Investigation of Charge-Carrier Dynamics in Organo-halide Perovskite and Colloidal Quantum Dot Semiconductors

Open Access
Author:
Stewart, Robert J
Graduate Program:
Chemistry
Degree:
Doctor of Philosophy
Document Type:
Dissertation
Date of Defense:
June 27, 2016
Committee Members:
  • John B Asbury, Dissertation Advisor
  • John B Asbury, Committee Chair
  • Raymond Edward Schaak, Committee Member
  • Mark Maroncelli, Committee Member
  • Noel Christopher Giebink, Outside Member
Keywords:
  • physical chemistry
  • spectroscopy
  • semiconductor
  • solar cell
  • quantum dot
  • organo-halide perovskite
Abstract:
Crystallite surfaces often dominate the optical and electronic properties of nanocrystalline semiconductors because the fraction of atoms at the surface experience different crystal field environments than bulk atoms, and as a consequence, surfaces influence the energetic landscape of the entire crystallite.

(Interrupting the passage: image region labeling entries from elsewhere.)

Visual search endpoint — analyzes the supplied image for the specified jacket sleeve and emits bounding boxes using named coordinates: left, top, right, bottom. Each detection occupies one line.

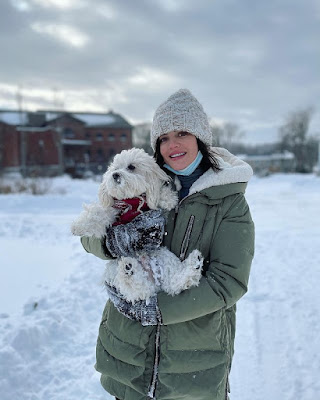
left=158, top=194, right=254, bottom=325
left=80, top=236, right=113, bottom=260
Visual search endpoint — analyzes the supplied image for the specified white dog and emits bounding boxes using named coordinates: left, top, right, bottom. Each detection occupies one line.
left=71, top=148, right=203, bottom=302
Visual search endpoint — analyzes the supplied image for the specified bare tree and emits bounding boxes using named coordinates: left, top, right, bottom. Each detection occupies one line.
left=211, top=122, right=245, bottom=152
left=279, top=107, right=316, bottom=172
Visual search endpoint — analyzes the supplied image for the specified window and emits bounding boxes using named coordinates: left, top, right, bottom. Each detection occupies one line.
left=96, top=132, right=103, bottom=142
left=63, top=128, right=76, bottom=139
left=108, top=133, right=116, bottom=142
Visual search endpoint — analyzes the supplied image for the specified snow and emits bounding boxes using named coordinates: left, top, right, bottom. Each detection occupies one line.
left=0, top=174, right=320, bottom=400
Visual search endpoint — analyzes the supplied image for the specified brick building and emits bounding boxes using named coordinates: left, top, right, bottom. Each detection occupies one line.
left=0, top=110, right=133, bottom=176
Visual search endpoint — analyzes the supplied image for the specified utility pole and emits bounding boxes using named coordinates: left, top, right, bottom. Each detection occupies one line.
left=17, top=86, right=27, bottom=177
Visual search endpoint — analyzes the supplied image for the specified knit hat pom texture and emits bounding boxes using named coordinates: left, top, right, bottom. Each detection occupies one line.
left=150, top=89, right=212, bottom=150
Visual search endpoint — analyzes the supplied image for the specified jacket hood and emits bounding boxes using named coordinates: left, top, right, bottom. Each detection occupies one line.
left=175, top=147, right=253, bottom=198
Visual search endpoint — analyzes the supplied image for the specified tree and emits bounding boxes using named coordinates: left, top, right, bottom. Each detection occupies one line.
left=279, top=107, right=316, bottom=172
left=211, top=122, right=245, bottom=152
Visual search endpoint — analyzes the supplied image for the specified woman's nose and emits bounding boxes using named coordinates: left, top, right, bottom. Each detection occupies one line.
left=169, top=138, right=179, bottom=149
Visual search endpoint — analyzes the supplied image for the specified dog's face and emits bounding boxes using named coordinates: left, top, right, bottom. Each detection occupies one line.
left=99, top=148, right=169, bottom=208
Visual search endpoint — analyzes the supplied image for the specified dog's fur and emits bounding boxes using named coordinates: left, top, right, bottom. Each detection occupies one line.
left=71, top=148, right=203, bottom=302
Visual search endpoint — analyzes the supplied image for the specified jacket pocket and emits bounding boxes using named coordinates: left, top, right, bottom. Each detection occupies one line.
left=179, top=215, right=195, bottom=261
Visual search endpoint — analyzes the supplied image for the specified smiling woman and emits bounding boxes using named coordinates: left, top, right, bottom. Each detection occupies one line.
left=83, top=89, right=254, bottom=400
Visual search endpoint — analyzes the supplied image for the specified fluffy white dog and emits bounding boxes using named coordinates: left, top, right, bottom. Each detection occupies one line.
left=71, top=148, right=203, bottom=303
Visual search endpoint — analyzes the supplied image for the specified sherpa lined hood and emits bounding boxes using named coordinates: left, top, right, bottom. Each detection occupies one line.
left=175, top=147, right=253, bottom=197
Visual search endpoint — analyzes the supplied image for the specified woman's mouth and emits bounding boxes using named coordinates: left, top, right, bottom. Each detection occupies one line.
left=169, top=153, right=186, bottom=159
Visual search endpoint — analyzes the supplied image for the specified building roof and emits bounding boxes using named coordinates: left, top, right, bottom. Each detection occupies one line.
left=0, top=110, right=132, bottom=128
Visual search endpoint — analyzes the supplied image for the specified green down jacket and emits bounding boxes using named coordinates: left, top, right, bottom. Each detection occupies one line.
left=81, top=148, right=254, bottom=400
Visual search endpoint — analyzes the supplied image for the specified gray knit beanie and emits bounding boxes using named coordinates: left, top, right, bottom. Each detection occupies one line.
left=150, top=89, right=212, bottom=150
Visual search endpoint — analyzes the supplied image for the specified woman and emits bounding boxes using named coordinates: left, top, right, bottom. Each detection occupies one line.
left=82, top=90, right=254, bottom=400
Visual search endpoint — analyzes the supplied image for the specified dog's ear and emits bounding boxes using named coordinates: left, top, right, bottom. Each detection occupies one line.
left=98, top=180, right=114, bottom=208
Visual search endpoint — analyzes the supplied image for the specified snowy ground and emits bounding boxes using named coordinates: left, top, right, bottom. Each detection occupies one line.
left=0, top=175, right=320, bottom=400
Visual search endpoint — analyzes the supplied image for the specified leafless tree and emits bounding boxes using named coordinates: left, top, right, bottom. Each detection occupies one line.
left=279, top=107, right=317, bottom=172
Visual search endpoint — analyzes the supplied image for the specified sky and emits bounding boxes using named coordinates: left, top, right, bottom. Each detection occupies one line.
left=0, top=0, right=320, bottom=144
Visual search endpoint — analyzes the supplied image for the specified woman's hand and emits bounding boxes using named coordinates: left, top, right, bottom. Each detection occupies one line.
left=106, top=210, right=165, bottom=257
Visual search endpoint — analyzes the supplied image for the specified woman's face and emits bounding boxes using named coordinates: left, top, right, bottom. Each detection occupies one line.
left=159, top=131, right=198, bottom=171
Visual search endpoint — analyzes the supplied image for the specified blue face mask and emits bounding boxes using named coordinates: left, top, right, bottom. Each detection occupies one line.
left=163, top=151, right=203, bottom=176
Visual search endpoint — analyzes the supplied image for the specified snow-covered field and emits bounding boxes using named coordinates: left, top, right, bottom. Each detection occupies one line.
left=0, top=174, right=320, bottom=400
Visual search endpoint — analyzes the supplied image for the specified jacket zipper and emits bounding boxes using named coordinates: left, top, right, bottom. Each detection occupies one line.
left=148, top=323, right=161, bottom=399
left=179, top=215, right=195, bottom=261
left=148, top=198, right=195, bottom=400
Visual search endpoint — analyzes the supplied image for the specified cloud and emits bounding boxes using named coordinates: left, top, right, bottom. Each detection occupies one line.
left=31, top=22, right=89, bottom=48
left=0, top=0, right=320, bottom=144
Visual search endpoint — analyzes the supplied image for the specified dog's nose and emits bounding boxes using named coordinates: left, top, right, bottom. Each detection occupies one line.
left=112, top=172, right=120, bottom=183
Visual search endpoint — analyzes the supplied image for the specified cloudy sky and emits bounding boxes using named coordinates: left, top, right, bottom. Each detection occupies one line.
left=0, top=0, right=320, bottom=143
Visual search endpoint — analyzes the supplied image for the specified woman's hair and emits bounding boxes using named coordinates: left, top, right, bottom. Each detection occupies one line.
left=153, top=134, right=221, bottom=172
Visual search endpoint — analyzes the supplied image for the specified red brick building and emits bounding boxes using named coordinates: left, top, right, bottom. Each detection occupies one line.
left=0, top=110, right=132, bottom=176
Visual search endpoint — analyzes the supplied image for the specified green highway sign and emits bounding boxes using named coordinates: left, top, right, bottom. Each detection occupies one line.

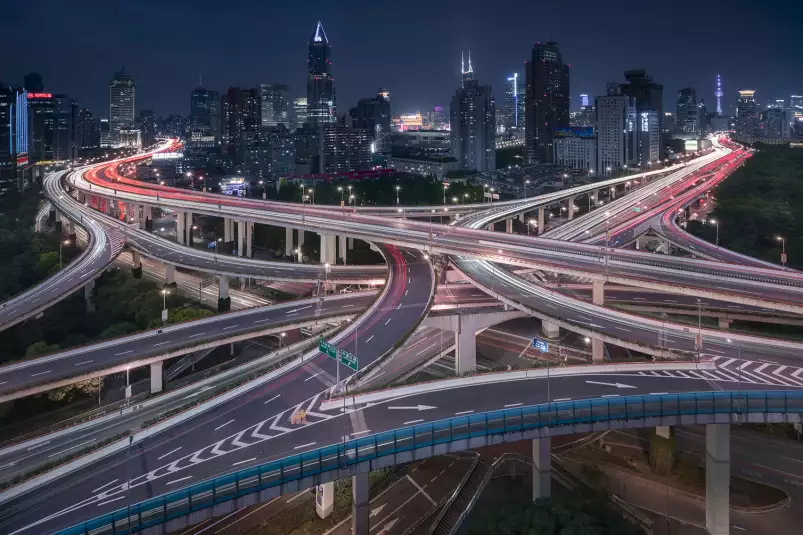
left=318, top=338, right=337, bottom=359
left=338, top=349, right=360, bottom=372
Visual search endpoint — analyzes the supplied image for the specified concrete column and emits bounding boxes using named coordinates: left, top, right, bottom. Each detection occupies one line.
left=284, top=227, right=293, bottom=256
left=591, top=338, right=605, bottom=362
left=337, top=236, right=346, bottom=265
left=705, top=424, right=731, bottom=535
left=454, top=330, right=477, bottom=375
left=591, top=281, right=605, bottom=305
left=533, top=437, right=552, bottom=502
left=176, top=212, right=187, bottom=245
left=237, top=221, right=245, bottom=256
left=315, top=482, right=335, bottom=518
left=538, top=206, right=546, bottom=234
left=541, top=320, right=560, bottom=338
left=351, top=472, right=371, bottom=535
left=165, top=264, right=176, bottom=285
left=151, top=360, right=164, bottom=394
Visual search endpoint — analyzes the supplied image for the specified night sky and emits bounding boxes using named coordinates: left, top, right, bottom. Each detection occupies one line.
left=0, top=0, right=803, bottom=116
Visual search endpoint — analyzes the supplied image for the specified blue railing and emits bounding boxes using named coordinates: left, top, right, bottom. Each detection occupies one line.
left=57, top=390, right=803, bottom=535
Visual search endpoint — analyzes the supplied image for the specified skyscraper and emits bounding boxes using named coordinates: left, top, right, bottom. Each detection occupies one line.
left=108, top=71, right=137, bottom=147
left=736, top=89, right=757, bottom=143
left=675, top=87, right=700, bottom=134
left=307, top=21, right=337, bottom=125
left=259, top=84, right=290, bottom=127
left=524, top=41, right=569, bottom=163
left=450, top=54, right=496, bottom=173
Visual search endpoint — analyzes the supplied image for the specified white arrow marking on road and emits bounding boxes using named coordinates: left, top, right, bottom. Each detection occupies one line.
left=586, top=381, right=638, bottom=388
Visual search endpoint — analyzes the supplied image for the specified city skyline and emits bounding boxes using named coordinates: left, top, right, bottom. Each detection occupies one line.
left=0, top=0, right=803, bottom=116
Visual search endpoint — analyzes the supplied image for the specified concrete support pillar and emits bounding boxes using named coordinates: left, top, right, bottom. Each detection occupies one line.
left=315, top=482, right=335, bottom=518
left=538, top=206, right=546, bottom=234
left=165, top=264, right=176, bottom=286
left=151, top=360, right=164, bottom=394
left=533, top=437, right=552, bottom=502
left=351, top=472, right=371, bottom=535
left=217, top=275, right=231, bottom=312
left=284, top=227, right=293, bottom=256
left=705, top=424, right=731, bottom=535
left=591, top=281, right=605, bottom=305
left=541, top=320, right=560, bottom=338
left=454, top=330, right=477, bottom=375
left=337, top=236, right=346, bottom=265
left=591, top=338, right=605, bottom=362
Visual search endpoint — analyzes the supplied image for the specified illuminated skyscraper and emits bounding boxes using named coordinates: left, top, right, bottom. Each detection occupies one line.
left=307, top=21, right=337, bottom=125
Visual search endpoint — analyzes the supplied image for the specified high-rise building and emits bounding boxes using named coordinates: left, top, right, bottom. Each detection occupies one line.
left=307, top=21, right=337, bottom=125
left=108, top=71, right=137, bottom=147
left=502, top=72, right=526, bottom=137
left=675, top=87, right=700, bottom=134
left=524, top=41, right=569, bottom=163
left=321, top=116, right=372, bottom=175
left=293, top=97, right=307, bottom=130
left=349, top=89, right=391, bottom=165
left=595, top=84, right=636, bottom=176
left=736, top=89, right=758, bottom=143
left=621, top=69, right=664, bottom=145
left=259, top=84, right=290, bottom=127
left=450, top=55, right=496, bottom=173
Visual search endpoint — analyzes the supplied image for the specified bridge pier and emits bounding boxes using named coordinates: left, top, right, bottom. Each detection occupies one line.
left=591, top=281, right=605, bottom=306
left=533, top=437, right=552, bottom=502
left=151, top=360, right=164, bottom=394
left=351, top=472, right=371, bottom=535
left=217, top=275, right=231, bottom=312
left=705, top=424, right=731, bottom=535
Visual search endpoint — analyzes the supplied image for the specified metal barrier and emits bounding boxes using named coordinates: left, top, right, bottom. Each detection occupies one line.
left=57, top=390, right=803, bottom=535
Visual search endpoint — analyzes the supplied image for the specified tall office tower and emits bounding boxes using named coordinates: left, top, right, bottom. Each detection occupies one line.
left=190, top=87, right=221, bottom=140
left=259, top=84, right=290, bottom=127
left=321, top=117, right=372, bottom=175
left=75, top=108, right=100, bottom=150
left=524, top=41, right=569, bottom=163
left=675, top=87, right=700, bottom=134
left=595, top=84, right=637, bottom=176
left=502, top=72, right=525, bottom=136
left=109, top=71, right=137, bottom=146
left=450, top=59, right=496, bottom=173
left=349, top=89, right=390, bottom=165
left=292, top=97, right=307, bottom=130
left=736, top=89, right=757, bottom=143
left=307, top=21, right=337, bottom=125
left=714, top=73, right=725, bottom=116
left=23, top=72, right=45, bottom=93
left=620, top=69, right=664, bottom=145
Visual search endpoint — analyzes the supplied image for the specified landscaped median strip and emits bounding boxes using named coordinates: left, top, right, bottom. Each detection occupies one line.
left=320, top=360, right=716, bottom=411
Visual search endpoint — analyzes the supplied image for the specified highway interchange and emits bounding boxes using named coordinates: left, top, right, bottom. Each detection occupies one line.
left=0, top=136, right=803, bottom=533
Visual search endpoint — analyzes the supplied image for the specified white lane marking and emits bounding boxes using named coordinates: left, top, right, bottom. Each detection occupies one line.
left=157, top=446, right=181, bottom=460
left=92, top=479, right=120, bottom=494
left=304, top=370, right=323, bottom=383
left=215, top=419, right=234, bottom=431
left=263, top=394, right=281, bottom=405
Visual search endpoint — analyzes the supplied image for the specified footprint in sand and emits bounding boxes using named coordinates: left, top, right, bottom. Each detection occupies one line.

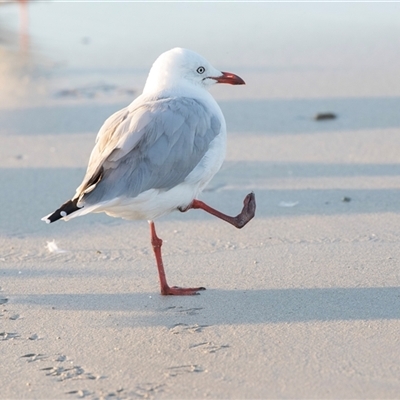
left=169, top=323, right=209, bottom=335
left=165, top=364, right=208, bottom=377
left=189, top=342, right=229, bottom=354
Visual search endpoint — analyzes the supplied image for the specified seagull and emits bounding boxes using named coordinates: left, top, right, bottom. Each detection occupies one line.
left=42, top=48, right=256, bottom=295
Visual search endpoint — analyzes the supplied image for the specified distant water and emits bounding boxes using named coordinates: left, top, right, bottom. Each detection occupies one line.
left=0, top=1, right=400, bottom=104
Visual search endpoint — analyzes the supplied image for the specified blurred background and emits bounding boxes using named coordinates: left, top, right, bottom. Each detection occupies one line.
left=0, top=1, right=400, bottom=108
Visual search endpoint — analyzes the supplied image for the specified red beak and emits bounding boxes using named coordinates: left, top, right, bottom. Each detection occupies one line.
left=212, top=72, right=246, bottom=85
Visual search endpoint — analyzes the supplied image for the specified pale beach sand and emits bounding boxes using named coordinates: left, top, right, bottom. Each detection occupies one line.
left=0, top=3, right=400, bottom=399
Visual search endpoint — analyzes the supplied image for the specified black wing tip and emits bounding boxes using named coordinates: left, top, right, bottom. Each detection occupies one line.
left=42, top=199, right=81, bottom=224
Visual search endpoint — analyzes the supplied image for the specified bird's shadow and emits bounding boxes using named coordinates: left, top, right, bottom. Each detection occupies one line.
left=12, top=287, right=400, bottom=327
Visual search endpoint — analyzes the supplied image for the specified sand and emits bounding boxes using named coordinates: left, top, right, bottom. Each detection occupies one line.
left=0, top=1, right=400, bottom=399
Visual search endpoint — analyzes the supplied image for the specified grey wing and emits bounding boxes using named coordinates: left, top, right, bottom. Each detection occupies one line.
left=77, top=98, right=221, bottom=204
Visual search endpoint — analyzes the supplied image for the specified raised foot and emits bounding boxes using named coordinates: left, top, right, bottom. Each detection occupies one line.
left=161, top=286, right=206, bottom=296
left=234, top=192, right=256, bottom=229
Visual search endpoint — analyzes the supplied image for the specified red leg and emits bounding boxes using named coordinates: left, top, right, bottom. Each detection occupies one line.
left=149, top=221, right=205, bottom=296
left=180, top=193, right=256, bottom=229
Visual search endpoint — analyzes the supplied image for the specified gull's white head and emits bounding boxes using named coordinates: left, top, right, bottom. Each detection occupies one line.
left=143, top=47, right=245, bottom=93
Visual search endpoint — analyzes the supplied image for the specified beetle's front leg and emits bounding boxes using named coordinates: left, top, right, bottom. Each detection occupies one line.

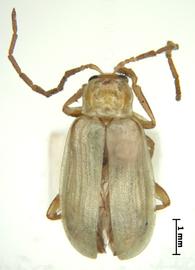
left=155, top=183, right=171, bottom=210
left=46, top=194, right=61, bottom=220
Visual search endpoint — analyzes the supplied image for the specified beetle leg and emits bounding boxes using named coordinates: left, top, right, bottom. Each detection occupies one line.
left=155, top=183, right=171, bottom=210
left=146, top=135, right=155, bottom=158
left=8, top=9, right=102, bottom=97
left=46, top=194, right=61, bottom=220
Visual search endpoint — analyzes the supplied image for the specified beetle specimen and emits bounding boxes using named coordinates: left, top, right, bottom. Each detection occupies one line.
left=8, top=9, right=181, bottom=259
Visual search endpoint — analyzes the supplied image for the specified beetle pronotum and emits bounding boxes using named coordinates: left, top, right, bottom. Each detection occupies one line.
left=8, top=9, right=181, bottom=259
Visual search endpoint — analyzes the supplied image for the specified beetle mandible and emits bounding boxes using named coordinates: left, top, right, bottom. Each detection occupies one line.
left=8, top=9, right=181, bottom=259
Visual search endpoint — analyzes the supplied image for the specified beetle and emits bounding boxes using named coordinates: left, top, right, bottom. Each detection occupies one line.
left=8, top=9, right=181, bottom=259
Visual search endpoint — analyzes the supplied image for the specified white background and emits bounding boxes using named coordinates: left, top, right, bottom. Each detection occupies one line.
left=0, top=0, right=195, bottom=270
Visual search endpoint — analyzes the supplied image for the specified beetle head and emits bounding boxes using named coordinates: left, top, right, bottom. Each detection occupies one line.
left=83, top=73, right=133, bottom=117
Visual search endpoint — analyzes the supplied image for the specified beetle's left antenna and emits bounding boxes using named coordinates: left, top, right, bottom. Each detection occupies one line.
left=8, top=8, right=103, bottom=97
left=114, top=41, right=181, bottom=100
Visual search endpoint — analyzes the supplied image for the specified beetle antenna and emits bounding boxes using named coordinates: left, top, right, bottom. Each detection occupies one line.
left=8, top=8, right=103, bottom=97
left=118, top=67, right=156, bottom=128
left=114, top=41, right=181, bottom=100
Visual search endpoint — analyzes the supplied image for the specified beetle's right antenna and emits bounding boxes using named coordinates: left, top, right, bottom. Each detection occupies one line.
left=8, top=8, right=103, bottom=97
left=114, top=41, right=181, bottom=100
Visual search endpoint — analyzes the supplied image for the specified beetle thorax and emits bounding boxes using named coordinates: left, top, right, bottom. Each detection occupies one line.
left=82, top=75, right=133, bottom=118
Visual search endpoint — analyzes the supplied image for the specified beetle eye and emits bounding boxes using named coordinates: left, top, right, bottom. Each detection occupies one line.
left=89, top=75, right=99, bottom=81
left=118, top=74, right=128, bottom=81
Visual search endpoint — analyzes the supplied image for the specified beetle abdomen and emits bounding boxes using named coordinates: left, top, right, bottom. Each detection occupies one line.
left=107, top=119, right=155, bottom=259
left=60, top=117, right=154, bottom=259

Contributing electronic states that are either isoenergetic or below the semiconductor band edges, surface states mediate charge conduction and recombination - two critical processes in optoelectronic device performance. Utilizing a combination of inorganic synthesis, surface characterization, and time-resolved optical spectroscopy, the research presented herein begins to identify the link between charge carrier dynamics and the underlying surface chemistry in two emerging, yet promising, nanocrystal semiconductor systems: organo-halide perovskites and colloidal quantum dots (CQD). Notably, my research provided one of the first reports that charge recombination centers in lead halide perovskite films are localized almost exclusively on the surface of crystallites. Passivation of these nanocrystal surfaces with small molecules that contain strongly coordinating functional groups caused charge-carrier lifetimes in perovskite thin-films to approach the bulk radiative limit reported for single crystal analogues. Likewise, my research contributed to an understanding that surfaces in lead sulfide (PbS) CQDs produce electronic energy levels that are sufficiently delocalized to provide charge conduction pathways in CQD thin-film arrays. Given the strong coupling to the QD surface, charge carrier diffusion lengths were shown to be highly sensitive to the character of surface-bound ligands. My PhD research highlights the importance of understanding the interplay between surface chemistry and nanocrystal semiconductor photophysics as well iv as the importance of selecting surface treatment strategies capable of passivating diverse surfaces to eliminate energetic inhomogeneity while simultaneously allowing strong electronic coupling across interfaces.